Mg-Gd-Y系合金微弧氧化层生长机制及耐蚀性研究

利用扫描电镜(SEM)、X射线衍射(XRD)等分析手段,研究Mg-11Gd-1Y-0.5Zn合金微弧氧化陶瓷层的生长规律,分析微弧氧化膜层相结构及不同生长阶段的耐蚀性。结果表明,在微弧氧化初期,膜层生长遵循直线规律,为典型的电化学极化控制的阳极沉积阶段;随处理时间的延长及膜层增厚,膜层生长符合抛物线规律,属微弧氧化阶段,较氧化初期相比,生长速率慢;在弧光放电阶段,抛物线斜率增大,疏松层增厚,生长速率有所提高。微弧氧化疏松层主要以MgSiO3为主,致密层以MgO为主;微弧氧化各阶段,膜层耐蚀性随氧化时间增长而提高,到弧光放电阶段,耐蚀性有所降低。在7～12min时,膜层具有较好的耐蚀性。

Growth Mechanism and Corrosion Resistance of Micro-arc Oxidized Coating of Mg-Gd-Y Alloy

A Mg-11Gd-1Y-0.5Zn(wt%) alloy was coated by different micro-arc oxidation (MAO) processes, and the coating structure and corrosion resistance of the alloy were studied by scanning electron microscopy (SEM), glancing angle X-ray diffraction (GAXRD) and various electrochemical methods. The micro-arc oxidation process used for the alloy consists of 3 stages, corresponding with different coating structures.
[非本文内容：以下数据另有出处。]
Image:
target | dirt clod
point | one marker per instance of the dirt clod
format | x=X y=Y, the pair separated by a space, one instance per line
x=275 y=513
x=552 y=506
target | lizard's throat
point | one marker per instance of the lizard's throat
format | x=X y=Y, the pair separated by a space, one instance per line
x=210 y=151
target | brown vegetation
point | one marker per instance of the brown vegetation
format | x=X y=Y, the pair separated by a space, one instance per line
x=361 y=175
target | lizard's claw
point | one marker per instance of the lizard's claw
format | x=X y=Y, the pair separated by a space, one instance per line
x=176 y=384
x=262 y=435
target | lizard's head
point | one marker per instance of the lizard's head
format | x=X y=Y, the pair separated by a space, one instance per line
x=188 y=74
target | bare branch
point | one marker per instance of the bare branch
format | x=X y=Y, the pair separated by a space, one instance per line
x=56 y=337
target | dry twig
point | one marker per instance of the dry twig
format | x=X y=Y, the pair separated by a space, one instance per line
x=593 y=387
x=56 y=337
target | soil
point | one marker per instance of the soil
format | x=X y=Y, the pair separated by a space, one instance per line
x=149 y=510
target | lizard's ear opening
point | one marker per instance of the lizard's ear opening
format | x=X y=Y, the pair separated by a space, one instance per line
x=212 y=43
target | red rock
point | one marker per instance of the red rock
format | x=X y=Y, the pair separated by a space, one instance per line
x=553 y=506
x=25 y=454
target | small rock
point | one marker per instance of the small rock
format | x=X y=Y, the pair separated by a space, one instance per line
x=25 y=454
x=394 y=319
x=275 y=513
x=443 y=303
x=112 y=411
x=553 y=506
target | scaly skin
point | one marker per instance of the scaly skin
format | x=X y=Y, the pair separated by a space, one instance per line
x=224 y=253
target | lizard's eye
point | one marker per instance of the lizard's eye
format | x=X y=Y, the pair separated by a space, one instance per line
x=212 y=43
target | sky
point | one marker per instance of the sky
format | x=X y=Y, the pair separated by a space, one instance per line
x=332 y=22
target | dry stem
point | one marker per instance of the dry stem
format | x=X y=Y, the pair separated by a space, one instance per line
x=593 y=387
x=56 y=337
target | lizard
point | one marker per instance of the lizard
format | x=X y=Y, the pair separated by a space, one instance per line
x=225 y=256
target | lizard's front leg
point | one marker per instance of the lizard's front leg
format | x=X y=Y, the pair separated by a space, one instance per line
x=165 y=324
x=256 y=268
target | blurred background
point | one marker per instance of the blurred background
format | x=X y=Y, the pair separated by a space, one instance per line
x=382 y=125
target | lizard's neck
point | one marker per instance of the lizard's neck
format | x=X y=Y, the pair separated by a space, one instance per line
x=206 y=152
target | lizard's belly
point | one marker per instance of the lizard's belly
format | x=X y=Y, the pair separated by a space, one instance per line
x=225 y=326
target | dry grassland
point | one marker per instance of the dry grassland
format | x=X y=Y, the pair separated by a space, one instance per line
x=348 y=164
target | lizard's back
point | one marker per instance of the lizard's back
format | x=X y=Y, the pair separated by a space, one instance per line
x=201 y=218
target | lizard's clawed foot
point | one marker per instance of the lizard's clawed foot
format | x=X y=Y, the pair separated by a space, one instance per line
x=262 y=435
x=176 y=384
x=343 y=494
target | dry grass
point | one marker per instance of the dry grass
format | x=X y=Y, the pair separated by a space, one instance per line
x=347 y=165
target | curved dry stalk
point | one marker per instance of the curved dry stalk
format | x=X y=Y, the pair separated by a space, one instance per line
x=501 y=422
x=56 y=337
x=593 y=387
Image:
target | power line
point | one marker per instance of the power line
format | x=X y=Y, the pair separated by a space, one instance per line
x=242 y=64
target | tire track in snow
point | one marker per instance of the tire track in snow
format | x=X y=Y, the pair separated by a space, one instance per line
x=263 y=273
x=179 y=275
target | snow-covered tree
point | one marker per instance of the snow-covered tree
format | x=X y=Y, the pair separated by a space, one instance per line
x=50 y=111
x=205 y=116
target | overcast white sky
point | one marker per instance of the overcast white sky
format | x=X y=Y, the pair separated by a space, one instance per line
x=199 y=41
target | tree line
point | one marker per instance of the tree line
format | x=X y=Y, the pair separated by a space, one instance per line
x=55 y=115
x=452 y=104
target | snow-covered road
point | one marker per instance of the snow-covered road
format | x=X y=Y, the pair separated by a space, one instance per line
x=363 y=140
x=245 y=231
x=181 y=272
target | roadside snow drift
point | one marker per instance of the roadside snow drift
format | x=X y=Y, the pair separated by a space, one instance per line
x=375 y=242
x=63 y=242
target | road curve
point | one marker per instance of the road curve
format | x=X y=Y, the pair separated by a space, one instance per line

In the initial stage, the coating thickness is linearly increased and controlled by electrochemical polarization. In the second stage, the coating is mainly inward growth and accords with parabolic regularity. In the third stage, the loose coating is formed and controlled by local arc light. The loose coating is mainly composed of MgSiO3 and the compact coating is mainly of MgO. From the stage of micro-arc oxidation to that of local arc light, the corrosion resistance of the coated alloy is firstly increased and then decreased. The satisfied corrosion resistance corresponds to the coating time ranging from 7 to12 min.